Jeder Moment, in dem man in einem Reiseführer blättert, ist ein guter – das gilt jetzt mehr denn je. Wir haben in unserem April-Heft (ab Seite 24) mit Katharina Hokema (Michael Müller); Wayan Rump (Reise Know-How); Detlev von Oppeln (Trescher) und Michael Iwanowski (Iwanowski) über die Herausforderungen der Reiseführerverlage gesprochen:

BuchMarkt: In einem offenen Brief im Börsenblatt und auf buchmarkt.de haben Sie auf die veränderte Einstellung zum Reisen aufmerksam gemacht, die sich im Laufe der Pandemie bei den Menschen eingestellt hat. Was wünschen Sie sich diesbezüglich vom Buchhandel?

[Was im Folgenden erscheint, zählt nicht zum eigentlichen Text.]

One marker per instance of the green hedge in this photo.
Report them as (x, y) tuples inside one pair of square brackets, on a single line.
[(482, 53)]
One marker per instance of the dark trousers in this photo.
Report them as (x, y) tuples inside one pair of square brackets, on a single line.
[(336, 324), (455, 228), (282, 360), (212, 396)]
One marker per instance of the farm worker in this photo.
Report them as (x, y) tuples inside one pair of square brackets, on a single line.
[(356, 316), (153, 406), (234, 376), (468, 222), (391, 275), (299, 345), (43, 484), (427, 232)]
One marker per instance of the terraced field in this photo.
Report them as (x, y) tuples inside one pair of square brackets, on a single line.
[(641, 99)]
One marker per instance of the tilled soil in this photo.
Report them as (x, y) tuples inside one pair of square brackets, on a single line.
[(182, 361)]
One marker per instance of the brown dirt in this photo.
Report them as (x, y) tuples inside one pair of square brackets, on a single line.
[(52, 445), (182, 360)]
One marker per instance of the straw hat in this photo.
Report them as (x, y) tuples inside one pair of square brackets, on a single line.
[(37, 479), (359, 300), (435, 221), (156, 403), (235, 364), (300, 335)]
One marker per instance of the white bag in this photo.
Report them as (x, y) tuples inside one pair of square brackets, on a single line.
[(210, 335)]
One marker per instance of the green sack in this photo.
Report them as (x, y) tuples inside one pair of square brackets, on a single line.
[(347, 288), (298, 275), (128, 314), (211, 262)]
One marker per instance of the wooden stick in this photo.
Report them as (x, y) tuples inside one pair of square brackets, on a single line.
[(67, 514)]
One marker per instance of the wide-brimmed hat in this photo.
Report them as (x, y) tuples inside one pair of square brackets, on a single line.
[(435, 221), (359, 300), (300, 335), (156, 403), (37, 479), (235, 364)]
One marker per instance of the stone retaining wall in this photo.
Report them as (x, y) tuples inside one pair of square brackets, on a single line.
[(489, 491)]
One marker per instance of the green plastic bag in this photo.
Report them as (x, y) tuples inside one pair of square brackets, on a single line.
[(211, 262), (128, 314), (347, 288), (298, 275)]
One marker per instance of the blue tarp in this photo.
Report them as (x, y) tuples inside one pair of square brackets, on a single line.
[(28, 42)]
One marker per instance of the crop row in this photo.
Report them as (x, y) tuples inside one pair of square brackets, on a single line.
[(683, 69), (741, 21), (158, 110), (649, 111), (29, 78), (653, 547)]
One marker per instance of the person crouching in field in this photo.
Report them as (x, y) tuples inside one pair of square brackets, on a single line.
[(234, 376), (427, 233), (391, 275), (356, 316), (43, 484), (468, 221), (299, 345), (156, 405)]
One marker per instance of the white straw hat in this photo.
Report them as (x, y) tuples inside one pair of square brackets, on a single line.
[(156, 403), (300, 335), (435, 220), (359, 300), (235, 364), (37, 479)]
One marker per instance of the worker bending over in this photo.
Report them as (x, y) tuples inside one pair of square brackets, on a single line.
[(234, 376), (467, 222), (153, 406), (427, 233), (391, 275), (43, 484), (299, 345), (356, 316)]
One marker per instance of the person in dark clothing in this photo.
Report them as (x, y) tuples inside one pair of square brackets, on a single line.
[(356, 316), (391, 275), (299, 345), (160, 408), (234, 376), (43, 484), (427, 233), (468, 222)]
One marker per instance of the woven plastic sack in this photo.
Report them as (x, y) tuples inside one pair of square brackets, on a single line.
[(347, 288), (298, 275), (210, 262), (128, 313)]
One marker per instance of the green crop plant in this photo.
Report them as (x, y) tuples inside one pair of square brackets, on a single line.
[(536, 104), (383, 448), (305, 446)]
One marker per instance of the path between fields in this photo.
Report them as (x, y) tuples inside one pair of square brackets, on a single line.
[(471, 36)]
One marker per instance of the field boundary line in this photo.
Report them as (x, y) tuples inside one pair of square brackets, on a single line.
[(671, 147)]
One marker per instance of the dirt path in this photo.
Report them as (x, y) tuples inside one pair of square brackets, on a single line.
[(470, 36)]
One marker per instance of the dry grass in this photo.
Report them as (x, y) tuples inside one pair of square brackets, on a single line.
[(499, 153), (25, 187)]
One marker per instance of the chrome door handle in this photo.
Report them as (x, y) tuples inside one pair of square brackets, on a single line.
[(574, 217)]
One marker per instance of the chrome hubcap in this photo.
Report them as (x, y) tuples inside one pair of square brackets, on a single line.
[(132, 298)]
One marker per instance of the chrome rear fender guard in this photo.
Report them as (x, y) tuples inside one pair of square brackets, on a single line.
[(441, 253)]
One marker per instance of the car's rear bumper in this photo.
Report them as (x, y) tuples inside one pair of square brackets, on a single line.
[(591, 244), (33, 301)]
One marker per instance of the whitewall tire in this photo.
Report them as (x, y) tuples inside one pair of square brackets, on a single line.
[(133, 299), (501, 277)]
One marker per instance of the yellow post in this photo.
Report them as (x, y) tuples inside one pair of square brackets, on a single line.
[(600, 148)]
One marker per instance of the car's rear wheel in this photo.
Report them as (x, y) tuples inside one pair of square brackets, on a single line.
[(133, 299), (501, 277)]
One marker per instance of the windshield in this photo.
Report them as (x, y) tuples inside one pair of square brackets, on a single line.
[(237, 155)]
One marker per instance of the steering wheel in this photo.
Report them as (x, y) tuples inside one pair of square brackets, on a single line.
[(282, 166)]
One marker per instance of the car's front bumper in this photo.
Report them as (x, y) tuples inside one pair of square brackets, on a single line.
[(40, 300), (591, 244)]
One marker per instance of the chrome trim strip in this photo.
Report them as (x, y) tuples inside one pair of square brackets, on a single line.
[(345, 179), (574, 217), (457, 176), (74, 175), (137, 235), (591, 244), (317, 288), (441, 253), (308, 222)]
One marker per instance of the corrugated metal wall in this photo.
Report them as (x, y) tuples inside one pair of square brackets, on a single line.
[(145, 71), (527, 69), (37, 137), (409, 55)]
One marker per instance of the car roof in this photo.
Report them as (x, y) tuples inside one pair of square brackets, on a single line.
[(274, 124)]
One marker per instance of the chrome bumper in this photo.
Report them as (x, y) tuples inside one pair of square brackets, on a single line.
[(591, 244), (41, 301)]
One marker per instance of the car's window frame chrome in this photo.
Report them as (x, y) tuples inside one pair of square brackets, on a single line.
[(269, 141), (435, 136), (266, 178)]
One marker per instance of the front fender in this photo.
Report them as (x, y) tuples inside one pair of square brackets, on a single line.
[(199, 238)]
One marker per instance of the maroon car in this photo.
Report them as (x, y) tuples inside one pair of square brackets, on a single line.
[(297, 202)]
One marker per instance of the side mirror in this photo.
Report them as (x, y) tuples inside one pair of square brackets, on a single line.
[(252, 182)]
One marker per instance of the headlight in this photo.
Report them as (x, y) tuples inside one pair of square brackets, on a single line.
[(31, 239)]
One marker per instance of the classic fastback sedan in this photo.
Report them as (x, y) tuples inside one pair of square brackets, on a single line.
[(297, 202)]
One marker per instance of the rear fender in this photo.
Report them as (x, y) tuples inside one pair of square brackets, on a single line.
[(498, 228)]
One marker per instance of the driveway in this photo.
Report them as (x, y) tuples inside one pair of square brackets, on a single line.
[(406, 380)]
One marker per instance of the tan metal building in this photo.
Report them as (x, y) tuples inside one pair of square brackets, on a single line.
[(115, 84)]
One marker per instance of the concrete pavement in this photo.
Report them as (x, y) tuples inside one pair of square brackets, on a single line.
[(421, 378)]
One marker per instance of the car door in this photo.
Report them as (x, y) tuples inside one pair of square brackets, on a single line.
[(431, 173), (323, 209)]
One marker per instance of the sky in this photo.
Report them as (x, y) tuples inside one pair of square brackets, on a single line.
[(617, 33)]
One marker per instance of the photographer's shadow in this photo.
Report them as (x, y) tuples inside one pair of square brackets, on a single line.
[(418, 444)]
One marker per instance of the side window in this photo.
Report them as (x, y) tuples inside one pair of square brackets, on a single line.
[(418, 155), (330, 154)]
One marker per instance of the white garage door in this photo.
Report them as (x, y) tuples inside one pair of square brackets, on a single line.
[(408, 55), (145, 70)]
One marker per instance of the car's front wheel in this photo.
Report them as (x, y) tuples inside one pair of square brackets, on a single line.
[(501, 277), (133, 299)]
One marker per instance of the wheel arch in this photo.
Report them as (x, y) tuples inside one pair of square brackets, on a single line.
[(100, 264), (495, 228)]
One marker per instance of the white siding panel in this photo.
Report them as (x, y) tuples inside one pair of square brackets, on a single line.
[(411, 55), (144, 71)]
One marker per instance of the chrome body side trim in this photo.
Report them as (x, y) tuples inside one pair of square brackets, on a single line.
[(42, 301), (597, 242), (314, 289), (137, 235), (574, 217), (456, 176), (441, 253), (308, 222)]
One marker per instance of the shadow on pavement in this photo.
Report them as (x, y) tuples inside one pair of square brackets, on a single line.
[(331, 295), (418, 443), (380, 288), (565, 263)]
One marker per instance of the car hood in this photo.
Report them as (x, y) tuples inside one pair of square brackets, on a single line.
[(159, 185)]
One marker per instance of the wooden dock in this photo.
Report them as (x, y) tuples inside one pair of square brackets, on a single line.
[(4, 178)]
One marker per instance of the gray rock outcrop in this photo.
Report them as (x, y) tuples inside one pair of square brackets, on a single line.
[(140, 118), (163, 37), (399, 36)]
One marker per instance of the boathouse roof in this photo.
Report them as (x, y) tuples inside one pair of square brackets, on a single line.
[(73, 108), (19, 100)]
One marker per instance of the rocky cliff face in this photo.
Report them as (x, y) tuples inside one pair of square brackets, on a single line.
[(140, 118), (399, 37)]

Katharina Hokema: „Ich bin mir sicher: die Reiselust ist riesig, und wenn das Sicherheitsgefühl stimmt, dann wird der Sommer ein Reisesommer“

Katharina Hokema: Mein erster Wunsch an den Buchhandel ist, dass er die Krise gut bewältigt. Er ist unser wichtigster Handelspartner. Wir sind allen Buchhändlerinnen und Buchhändlern sehr verbunden. Nicht nur ökonomisch! Mein zweiter Wunsch? Dass der Buchhandel die Reise nicht aus den Augen verliert und mutig das Reiseführersortiment aktualisiert. Die Menschen werden reisen. Sobald es Ihnen möglich ist.

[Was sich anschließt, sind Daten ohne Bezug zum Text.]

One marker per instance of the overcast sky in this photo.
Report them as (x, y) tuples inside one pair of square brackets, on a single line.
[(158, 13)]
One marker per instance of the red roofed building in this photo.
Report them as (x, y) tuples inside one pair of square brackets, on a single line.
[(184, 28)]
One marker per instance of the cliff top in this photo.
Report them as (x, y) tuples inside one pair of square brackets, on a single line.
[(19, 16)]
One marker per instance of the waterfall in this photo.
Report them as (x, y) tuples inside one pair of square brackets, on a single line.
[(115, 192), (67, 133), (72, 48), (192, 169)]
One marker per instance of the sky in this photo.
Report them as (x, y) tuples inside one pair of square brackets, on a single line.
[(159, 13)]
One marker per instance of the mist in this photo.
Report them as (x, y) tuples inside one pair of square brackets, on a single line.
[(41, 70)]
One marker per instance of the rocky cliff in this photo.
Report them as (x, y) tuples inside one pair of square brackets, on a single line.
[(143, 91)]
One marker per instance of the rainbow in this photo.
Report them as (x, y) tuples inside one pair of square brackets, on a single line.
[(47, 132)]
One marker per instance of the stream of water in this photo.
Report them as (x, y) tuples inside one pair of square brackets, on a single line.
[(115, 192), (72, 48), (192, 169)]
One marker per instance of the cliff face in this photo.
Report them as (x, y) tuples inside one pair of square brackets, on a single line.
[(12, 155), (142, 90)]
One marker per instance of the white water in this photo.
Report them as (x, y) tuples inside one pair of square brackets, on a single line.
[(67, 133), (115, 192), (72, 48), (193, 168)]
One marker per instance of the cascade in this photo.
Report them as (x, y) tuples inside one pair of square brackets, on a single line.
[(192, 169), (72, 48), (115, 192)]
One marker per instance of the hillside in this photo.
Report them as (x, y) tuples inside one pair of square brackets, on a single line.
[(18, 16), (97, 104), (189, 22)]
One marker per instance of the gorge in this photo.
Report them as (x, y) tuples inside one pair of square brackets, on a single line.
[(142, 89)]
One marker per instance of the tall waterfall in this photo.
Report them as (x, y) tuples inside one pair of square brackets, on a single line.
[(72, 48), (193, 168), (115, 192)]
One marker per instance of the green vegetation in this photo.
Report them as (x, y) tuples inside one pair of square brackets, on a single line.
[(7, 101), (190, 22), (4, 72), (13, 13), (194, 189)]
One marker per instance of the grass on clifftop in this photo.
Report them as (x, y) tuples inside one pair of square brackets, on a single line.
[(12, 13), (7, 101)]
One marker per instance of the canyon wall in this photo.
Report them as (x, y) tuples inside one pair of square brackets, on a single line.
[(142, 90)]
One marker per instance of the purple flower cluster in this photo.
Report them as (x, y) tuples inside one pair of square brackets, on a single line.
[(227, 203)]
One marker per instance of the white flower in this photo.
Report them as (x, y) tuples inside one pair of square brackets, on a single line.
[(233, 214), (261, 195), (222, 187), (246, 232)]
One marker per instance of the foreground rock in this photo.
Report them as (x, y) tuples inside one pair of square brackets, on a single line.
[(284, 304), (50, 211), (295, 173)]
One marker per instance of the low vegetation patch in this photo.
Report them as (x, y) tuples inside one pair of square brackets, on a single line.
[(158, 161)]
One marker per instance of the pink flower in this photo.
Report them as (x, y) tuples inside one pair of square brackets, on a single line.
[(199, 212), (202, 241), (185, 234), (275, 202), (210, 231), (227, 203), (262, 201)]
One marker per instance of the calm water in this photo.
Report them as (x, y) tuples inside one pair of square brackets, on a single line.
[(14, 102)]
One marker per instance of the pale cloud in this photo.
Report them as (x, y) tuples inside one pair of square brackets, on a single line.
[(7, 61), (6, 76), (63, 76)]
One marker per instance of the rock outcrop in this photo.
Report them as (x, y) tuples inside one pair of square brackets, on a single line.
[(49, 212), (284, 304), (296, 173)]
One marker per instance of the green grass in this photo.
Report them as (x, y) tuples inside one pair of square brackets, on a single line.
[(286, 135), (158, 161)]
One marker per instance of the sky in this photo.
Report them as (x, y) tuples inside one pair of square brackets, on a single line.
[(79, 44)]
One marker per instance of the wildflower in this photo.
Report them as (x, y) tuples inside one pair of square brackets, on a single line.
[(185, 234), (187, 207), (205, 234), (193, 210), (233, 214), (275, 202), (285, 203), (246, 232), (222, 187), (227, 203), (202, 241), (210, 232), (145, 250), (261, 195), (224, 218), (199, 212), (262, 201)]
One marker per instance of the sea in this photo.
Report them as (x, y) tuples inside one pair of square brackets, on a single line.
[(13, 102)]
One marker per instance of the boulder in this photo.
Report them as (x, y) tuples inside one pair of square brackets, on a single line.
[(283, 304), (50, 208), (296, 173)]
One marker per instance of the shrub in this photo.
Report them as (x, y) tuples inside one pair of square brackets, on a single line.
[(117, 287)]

Wayan Rump: „Wir haben uns schnell der neuen Situation angepasst und die passenden Titel herausgebracht. Mit diesem Programm, der Treue unserer reisefreudigen Leserschaft und der Unterstützung durch die top motivierten Buchhändler*Innen werden wir durch die Krise kommen!“

Wayan Rump: Vom Buchhandel wünschen wir uns in erster Linie, dass er genau so motiviert weitermacht, wie er nach der Wiedereröffnung begonnen hat – aber da müssen wir uns, glaube ich, gar keine Sorgen machen. An zweiter Stelle hoffen wir natürlich, dass die Buchhändler*Innen auch in uns und unsere Bücher das Vertrauen behalten. Denn darauf sind wir in dieser schwierigen Zeit angewiesen. Seit 40 Jahren verkaufen Buchhandlungen unsere Reiseführer. Es wäre sehr schade, wenn sie das bald nicht mehr tun könnten.

Wie wird sich die Pandemie langfristig auf die Inhalte der Individual-Reiseführerverlage auswirken?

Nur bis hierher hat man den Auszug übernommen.